There are limitations of this study. Because of the retrospective study design, we were not able to assess the presence of other confounders such as patients’ adherence to treatment and seasonal changes in lifestyle which might affect VVV. Actually, the correlation coefficients between the parameters in this study were relatively small, i.e., 0.2–0.6, meaning coefficients of determination, R2, of 4–36%. Also, because of the cross-sectional study design, it was not possible to assess the association between GV/VVV and the development of diabetic complications. GV was assessed by CGM for 5 days, rather than the currently recommended 14 days [25]. Since this study enrolled Japanese adults with T2DM, the results may not be applicable to those with T1DM or other ethnicities.

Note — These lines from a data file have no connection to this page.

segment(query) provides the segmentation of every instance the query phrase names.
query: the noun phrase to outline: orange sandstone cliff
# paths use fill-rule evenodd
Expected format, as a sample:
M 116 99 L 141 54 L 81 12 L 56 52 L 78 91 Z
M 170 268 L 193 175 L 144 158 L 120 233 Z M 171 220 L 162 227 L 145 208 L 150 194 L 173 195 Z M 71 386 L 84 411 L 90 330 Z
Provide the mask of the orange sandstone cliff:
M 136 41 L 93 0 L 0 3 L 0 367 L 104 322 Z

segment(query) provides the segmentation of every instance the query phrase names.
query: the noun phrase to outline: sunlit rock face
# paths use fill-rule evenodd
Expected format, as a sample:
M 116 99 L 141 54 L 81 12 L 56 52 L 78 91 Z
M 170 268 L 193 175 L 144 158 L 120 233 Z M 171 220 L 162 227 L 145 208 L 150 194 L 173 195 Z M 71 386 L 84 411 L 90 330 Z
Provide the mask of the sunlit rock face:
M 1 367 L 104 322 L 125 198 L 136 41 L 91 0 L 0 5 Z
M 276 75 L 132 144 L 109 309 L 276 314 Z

In conclusion, GV and VVV were differently correlated with clinical parameters and were hardly correlated with each other. TIR was correlated with both mean HbA1c and VVV, suggesting that efforts to achieve optimal TIR are practical strategies to reduce VVV in patients with T2DM.
None of the authors has any potential conflict of interest associated with this study.
We thank Dr. Wendy Gray for editing the manuscript.